El crítico cultural británico Mark Fisher fue el primero en hablar de un concepto que ahora está de moda: la lenta cancelación del futuro. El «realismo capitalista», desde Margaret Thatcher hasta nuestros días de películas de Netflix catastrofistas, basado en la nueva cultura popular neoliberal, habría servido, según decía, para bloquear la imaginación política. El crítico musical se preguntaba por el «fracaso del futuro» al que estamos abocados en la escena cultural que, según él, ahora estaba llena de revivals y de pastichos.
¿Por qué hoy en día nos es más difícil que nunca imaginar un futuro mejor?
Ante esto, el ahora también diputado de Más Madrid se pregunta: “Este catastrofismo, en la política y en la ficción, tiene hoy en día efectos desmovilizadores, o no?” Si el futuro es un lugar hostil, caótico y lleno de hambre, de pobreza y de cielos grises como Blade Runner… mucha gente puede pensar que el presente de hoy no está tan mal y que es mejor que nos quedemos como estamos. Tejero, sin embargo, acepta que hay dos respuestas posibles ante el catastrofismo: una reaccionaria, gente que cree que es mejor conformarse, callar y sobrevivir como se pueda buscando salvaciones individuales, y una revolucionaria, gente que se da cuenta de los peligros que están por venir, y decide luchar para cambiarlo.

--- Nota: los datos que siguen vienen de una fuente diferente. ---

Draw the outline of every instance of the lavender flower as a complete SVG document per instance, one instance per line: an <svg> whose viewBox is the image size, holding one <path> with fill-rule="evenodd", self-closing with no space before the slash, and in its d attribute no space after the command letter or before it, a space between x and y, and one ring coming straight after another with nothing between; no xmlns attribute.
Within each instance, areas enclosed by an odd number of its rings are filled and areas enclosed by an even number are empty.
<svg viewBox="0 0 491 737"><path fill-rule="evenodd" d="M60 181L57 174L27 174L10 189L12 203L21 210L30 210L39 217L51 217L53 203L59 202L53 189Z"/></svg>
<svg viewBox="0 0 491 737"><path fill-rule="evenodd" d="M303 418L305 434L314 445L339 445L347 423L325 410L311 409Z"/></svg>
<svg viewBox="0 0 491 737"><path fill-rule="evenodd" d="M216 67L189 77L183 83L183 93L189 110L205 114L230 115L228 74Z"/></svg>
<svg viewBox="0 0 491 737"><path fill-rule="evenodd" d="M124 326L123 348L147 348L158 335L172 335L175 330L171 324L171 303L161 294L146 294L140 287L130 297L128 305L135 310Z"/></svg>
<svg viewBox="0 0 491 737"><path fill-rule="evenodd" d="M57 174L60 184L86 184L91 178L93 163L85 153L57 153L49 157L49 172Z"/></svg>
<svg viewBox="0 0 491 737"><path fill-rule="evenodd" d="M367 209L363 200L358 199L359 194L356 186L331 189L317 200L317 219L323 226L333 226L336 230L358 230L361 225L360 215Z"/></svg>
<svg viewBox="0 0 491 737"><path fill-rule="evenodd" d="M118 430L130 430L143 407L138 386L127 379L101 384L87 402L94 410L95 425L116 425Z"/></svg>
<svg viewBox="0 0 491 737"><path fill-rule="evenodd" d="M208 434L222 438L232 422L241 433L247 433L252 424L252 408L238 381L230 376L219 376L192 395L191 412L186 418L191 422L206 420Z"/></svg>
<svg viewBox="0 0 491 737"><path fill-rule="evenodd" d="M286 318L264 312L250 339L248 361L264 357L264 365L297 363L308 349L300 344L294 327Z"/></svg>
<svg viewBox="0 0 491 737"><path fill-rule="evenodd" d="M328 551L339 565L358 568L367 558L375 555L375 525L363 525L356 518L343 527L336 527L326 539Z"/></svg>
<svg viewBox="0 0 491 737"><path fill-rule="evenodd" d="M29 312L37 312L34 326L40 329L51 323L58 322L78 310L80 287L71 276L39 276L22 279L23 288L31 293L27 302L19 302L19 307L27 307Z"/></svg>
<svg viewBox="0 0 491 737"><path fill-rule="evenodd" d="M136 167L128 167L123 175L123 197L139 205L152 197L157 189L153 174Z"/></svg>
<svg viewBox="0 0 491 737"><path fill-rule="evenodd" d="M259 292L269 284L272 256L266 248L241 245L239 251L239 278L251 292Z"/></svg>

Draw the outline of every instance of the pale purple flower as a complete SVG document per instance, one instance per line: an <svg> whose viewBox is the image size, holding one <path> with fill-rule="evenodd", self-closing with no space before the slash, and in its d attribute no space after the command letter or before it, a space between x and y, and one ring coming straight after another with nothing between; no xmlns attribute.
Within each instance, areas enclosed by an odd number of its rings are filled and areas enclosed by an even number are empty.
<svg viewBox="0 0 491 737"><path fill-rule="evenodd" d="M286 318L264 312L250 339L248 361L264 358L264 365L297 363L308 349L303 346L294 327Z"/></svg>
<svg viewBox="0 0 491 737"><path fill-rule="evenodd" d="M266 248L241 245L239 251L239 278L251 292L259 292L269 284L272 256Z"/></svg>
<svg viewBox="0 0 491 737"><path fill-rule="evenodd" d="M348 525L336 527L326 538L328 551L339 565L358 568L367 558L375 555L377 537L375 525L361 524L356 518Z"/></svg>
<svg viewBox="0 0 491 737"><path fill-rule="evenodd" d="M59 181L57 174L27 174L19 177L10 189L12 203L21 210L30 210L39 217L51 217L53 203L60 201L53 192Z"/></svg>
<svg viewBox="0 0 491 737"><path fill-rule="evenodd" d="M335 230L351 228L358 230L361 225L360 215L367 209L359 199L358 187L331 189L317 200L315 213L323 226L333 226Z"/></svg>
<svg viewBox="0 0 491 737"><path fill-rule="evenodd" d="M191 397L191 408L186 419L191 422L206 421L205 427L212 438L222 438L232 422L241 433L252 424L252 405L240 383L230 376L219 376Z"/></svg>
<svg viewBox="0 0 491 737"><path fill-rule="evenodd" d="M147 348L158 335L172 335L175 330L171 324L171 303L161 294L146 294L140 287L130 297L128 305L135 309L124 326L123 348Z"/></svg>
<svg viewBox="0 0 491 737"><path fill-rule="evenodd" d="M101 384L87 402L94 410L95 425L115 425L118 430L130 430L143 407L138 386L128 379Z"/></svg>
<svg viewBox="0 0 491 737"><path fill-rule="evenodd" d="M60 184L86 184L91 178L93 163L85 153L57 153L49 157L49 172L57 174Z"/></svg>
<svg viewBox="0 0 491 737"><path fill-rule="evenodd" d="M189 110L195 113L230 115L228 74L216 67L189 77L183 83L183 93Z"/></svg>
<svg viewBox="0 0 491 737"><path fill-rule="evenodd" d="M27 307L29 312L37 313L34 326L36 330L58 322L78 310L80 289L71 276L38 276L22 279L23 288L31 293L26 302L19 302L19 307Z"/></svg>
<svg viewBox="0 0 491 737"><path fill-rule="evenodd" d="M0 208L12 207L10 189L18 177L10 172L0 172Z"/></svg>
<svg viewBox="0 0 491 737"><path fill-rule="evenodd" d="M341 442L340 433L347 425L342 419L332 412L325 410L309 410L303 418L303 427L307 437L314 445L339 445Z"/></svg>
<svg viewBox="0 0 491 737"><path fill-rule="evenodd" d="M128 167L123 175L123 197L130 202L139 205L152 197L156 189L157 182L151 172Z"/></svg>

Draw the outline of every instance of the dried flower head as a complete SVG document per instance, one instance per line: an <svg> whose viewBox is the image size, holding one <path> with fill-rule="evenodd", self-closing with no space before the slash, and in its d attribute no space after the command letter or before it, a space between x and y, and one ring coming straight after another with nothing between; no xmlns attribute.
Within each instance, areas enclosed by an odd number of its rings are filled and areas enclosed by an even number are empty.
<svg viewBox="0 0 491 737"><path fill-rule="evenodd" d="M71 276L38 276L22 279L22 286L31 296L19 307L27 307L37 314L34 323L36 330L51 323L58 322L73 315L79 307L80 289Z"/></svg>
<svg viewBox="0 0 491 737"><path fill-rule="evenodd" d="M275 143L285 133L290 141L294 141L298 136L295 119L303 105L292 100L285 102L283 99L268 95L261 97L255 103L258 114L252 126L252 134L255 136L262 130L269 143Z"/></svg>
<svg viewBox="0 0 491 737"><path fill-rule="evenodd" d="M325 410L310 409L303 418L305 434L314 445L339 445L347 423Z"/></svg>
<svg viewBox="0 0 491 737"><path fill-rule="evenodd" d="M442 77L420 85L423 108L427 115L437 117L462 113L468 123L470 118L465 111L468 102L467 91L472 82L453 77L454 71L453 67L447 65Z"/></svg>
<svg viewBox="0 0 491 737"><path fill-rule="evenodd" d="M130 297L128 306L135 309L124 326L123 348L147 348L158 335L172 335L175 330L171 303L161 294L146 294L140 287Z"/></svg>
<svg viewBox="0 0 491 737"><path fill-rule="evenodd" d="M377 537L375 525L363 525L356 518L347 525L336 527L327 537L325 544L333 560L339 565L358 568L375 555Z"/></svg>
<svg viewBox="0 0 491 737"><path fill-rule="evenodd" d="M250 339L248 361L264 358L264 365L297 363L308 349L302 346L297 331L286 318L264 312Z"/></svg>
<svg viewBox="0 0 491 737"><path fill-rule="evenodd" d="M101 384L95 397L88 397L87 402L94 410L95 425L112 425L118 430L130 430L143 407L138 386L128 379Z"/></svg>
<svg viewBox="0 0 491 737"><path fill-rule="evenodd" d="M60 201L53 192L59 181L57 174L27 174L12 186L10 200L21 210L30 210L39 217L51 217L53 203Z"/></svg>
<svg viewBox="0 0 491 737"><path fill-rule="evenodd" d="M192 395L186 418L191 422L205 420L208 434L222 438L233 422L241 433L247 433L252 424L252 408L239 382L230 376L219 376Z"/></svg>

Imaginando futuros posibles
“Lo que nos falta es un horizonte de cambios”, asegura Layla Martínez, autora de Utopía no es una isla (Episkaia). “Hay que imaginar y proponer medidas que se puedan llevar a cabo ahora mismo, pero que a la vez apunten a este horizonte de futuro”.
Los autores del libro Otro fin del mundo es posible (Arpa), Pablo Servigne, Raphaël Stevens y Gauthier Chapelle, que venían de publicar Colapsología, sugieren que, si queremos un cambio de rumbo ecológico, “es necesario hacer un viaje interior y replantearnos nuestra visión del mundo, y, por lo tanto, imaginar nuevas formas de vivir”.
El autor de Los últimos niños en el bosque (Capitán Swing), Richard Louv, decía: “Necesitamos la imagen de un futuro al que queramos ir para poder dirigirnos hacia allí”.
Tenemos que hacer más historias como la historia de Mary Murphy, la jefa del Ministerio del Futuro, el organismo de las Naciones Unidas encargado de velar por los derechos de las generaciones futuras, en la novela de Kim Stanley Robinson. “El abanico de posibles futuros que se extienden a partir de ahora abraza toda la gama que va desde la catástrofe total hasta una civilización próspera, justa y sostenible para todas las criaturas”, defendía el autor de ciencia ficción en Climática.
Tatuémonoslo en la piel: imaginar futuros posibles, imaginar futuros posibles, imaginar futuros posibles. Si no podemos imaginar otro futuro mejor, será imposible transformarlo. Cómo decía en un artículo el activista ecologista Miquel Adell en Catarsis, necesitamos “imaginar el futuro para disputar el presente”.
Haced, pues, el ejercicio con vuestros hijos o amigos: ¿cómo os imagináis el futuro del planeta de aquí a 50 años?